En su desesperación al verse tal como es, ha concentrado sus esfuerzos en deslegitimarla. Para ello recurre a todos los medios posibles y a toda clase de argumentos, que van desde la descalificación burda, hasta el recurso a principios jurídicos y legales que de poco sirven para explicar un proceso de cambios cuando están hechos precisamente para lo contrario, mantener las cosas tal como están.
Es como tratar de explicar la cuadratura del círculo.

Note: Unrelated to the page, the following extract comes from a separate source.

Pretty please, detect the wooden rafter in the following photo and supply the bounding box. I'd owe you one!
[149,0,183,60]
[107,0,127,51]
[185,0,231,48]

Atrapada en su ideologismo, incapaz de comprender lo que está pasando, excepto que su “oasis” se está desmoronando, no le queda otro recurso que la violencia. Más de dos mil detenidos: cifra similar de presos sin formalizar, en base a testimonios de los mismos organismos de seguridad que han realizado las detenciones, cuatrocientas víctimas de trauma ocular, casi treinta muertos, etc. ha sido el saldo hasta ahora.
Su actitud sediciosa y violenta, por el momento, ha sido tolerada de modo peligroso. Resulta inconcebible, a estas alturas, que tengan tribuna todavía opinólogos y comentaristas –porque no les da para más- que atacan a la Convención y justifican la represión con argumentos tan prosaicos y que incluso antes de conocerse su resultado, llamen a rechazar en el plebiscito de salida.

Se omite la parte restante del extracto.